Thanks for the input, the land itself is pretty smooth already so that's a bonus! I am going to try and do the top 4/6" with either primary disc(s) or rent a specialized tillidge tool to do the same job. I am working on a deal for my own machine ( 2011 6230 4x4 cab/loader ect) so I am hoping I will get to do the work! I have done winter rye before as well as lots of tobacco style operating but it's been a few years....


----------



## brandenburgcattle42

I am a little late getting into this discusion, but from my cattle experience for you pastures you may want to consider different grasses for differnt times of the year. I am renovating in steps all of my pastures gettig rid of the toxic fescue and putting warm season grasses such as orchard and festuolleum jn my summer pasture so they grow well in the heat and, a mix of those plus brome grass which is more of a cool season grass in my fall pastures. i hay all my fall pastures first of the year for weed ckntrol and better regrowth keep the dead grass off. I also like to have a 40% mix of legumes this helps with animal nutrition tremendously especially this year when that was the only green stuff out there. A blend of alfalfa and three year red clover is great the red clover will help supply nitrogen to your grasses. We frost seed the clover every other winter. We typicall hay our re seeded pastures for three year before we graze them to help establish a great sod base because cattle on new grass when its wet is a disaster. Might as well go plant weeds the next spring. So dry loting your cattle or keeping them in a small paddock to maintain good health and calving conditions and feeding hay for a couple years may be a good option by cutting and baling pasture allows you to monitor weeds and make sure fertility is in order. Pastures that produce is just as important as your hay fields may mean the difference in running 20 head to being able to sustain 30 head. More profit for you. Lastly and i am done, running a chain harrow across your pasture after you are done grazing is the best way to kepp your pasture very healthy they dethatch and get all the manure clumps dispersed so they dont kill patched all over. Good Luck hope this helps.


----------



## HayBones

brandenburgcattle42 said:


> I am a little late getting into this discusion, but from my cattle experience for you pastures you may want to consider different grasses for differnt times of the year. I am renovating in steps all of my pastures gettig rid of the toxic fescue and putting warm season grasses such as orchard and festuolleum jn my summer pasture so they grow well in the heat and, a mix of those plus brome grass which is more of a cool season grass in my fall pastures. i hay all my fall pastures first of the year for weed ckntrol and better regrowth keep the dead grass off.
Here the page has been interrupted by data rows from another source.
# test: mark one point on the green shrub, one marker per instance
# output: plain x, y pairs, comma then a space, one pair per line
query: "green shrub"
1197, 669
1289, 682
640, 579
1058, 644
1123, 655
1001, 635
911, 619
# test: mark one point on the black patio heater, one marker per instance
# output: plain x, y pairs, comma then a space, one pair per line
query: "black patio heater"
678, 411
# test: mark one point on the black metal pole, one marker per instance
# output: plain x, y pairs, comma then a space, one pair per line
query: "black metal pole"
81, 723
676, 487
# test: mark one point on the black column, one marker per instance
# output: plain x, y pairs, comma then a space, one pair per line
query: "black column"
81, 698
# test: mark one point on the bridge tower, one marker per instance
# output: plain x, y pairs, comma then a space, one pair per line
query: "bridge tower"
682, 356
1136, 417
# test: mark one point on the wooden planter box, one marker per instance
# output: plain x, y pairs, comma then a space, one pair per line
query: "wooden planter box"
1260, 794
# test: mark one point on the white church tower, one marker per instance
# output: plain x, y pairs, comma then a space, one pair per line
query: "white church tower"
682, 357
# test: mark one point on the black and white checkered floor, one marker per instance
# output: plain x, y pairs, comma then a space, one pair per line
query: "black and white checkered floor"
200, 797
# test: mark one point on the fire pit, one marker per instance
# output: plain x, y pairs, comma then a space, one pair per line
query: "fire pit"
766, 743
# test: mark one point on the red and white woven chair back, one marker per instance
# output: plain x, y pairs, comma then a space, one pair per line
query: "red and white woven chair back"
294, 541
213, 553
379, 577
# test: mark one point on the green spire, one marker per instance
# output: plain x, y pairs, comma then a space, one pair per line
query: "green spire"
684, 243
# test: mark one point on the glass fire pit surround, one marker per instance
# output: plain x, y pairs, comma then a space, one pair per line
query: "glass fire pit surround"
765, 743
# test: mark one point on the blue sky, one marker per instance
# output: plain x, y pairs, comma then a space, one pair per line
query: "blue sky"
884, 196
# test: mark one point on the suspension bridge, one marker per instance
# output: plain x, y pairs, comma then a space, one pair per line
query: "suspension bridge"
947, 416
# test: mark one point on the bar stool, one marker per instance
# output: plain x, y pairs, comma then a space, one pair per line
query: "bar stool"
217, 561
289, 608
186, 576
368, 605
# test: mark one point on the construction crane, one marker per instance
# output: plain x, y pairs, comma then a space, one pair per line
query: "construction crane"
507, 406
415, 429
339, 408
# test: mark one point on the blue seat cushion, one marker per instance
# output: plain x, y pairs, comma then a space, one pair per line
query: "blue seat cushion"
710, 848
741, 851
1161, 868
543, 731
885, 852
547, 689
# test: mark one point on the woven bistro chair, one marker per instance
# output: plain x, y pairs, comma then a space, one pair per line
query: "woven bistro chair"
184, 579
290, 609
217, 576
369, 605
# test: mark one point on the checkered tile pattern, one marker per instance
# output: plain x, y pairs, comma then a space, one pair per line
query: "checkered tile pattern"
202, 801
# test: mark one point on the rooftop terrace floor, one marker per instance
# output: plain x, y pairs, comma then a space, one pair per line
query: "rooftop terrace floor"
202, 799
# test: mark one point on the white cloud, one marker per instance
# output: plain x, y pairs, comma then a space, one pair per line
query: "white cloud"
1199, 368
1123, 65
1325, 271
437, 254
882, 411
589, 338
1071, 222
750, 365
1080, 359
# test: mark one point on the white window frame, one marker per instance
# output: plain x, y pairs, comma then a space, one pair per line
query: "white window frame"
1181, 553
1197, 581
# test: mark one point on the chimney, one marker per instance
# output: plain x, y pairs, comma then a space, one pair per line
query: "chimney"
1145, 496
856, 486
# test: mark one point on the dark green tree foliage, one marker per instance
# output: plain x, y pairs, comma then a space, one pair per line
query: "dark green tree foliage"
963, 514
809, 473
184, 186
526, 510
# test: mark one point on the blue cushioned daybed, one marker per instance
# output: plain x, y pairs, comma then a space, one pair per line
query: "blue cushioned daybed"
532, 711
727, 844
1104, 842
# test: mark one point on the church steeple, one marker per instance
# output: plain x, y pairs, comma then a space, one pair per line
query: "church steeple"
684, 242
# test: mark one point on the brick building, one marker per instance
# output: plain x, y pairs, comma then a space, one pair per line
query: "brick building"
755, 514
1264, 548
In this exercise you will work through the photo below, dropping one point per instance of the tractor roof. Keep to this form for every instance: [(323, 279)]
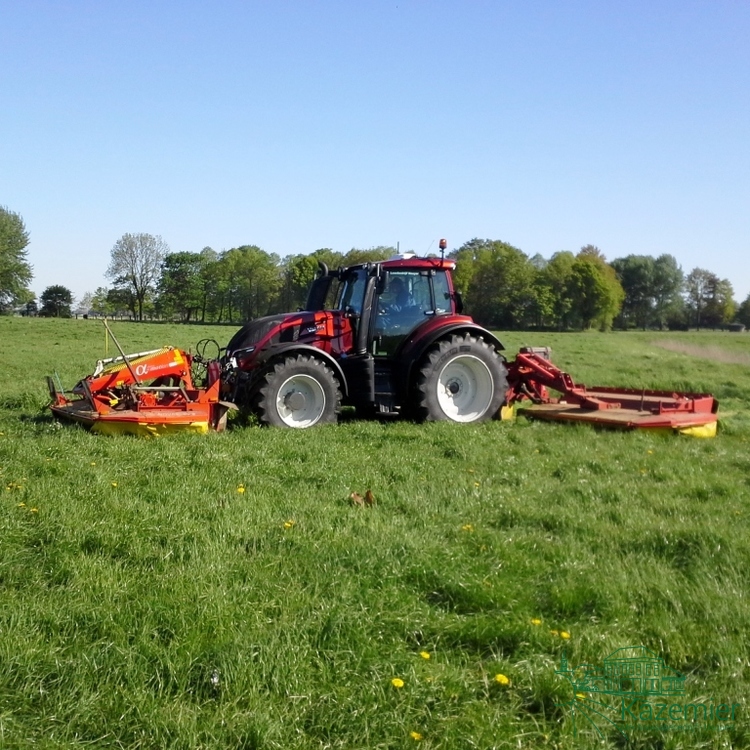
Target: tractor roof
[(412, 261)]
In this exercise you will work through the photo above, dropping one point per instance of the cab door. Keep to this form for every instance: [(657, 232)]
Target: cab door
[(405, 298)]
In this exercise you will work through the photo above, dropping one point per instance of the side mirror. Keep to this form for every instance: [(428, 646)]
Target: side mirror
[(380, 286)]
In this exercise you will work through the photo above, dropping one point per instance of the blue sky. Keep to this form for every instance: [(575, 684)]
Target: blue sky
[(299, 125)]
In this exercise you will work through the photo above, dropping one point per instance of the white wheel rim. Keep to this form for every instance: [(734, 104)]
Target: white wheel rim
[(465, 389), (301, 401)]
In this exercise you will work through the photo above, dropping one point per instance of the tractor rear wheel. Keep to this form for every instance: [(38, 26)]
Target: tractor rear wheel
[(299, 391), (462, 379)]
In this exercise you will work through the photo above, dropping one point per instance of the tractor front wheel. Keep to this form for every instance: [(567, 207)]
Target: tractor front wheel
[(462, 379), (299, 391)]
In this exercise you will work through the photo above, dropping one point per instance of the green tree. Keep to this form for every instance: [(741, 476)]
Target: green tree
[(668, 285), (499, 283), (652, 289), (99, 301), (15, 271), (743, 312), (253, 281), (297, 272), (56, 301), (596, 294), (698, 285), (181, 285), (636, 275), (135, 266), (553, 290), (720, 305)]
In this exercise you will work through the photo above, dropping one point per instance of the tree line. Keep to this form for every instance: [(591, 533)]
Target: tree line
[(502, 287)]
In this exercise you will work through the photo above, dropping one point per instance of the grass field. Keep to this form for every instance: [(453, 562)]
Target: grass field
[(221, 592)]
I also like to have a 40% mix of legumes this helps with animal nutrition tremendously especially this year when that was the only green stuff out there. A blend of alfalfa and three year red clover is great the red clover will help supply nitrogen to your grasses. We frost seed the clover every other winter. We typicall hay our re seeded pastures for three year before we graze them to help establish a great sod base because cattle on new grass when its wet is a disaster. Might as well go plant weeds the next spring. So dry loting your cattle or keeping them in a small paddock to maintain good health and calving conditions and feeding hay for a couple years may be a good option by cutting and baling pasture allows you to monitor weeds and make sure fertility is in order. Pastures that produce is just as important as your hay fields may mean the difference in running 20 head to being able to sustain 30 head. More profit for you. Lastly and i am done, running a chain harrow across your pasture after you are done grazing is the best way to kepp your pasture very healthy they dethatch and get all the manure clumps dispersed so they dont kill patched all over. Good Luck hope this helps.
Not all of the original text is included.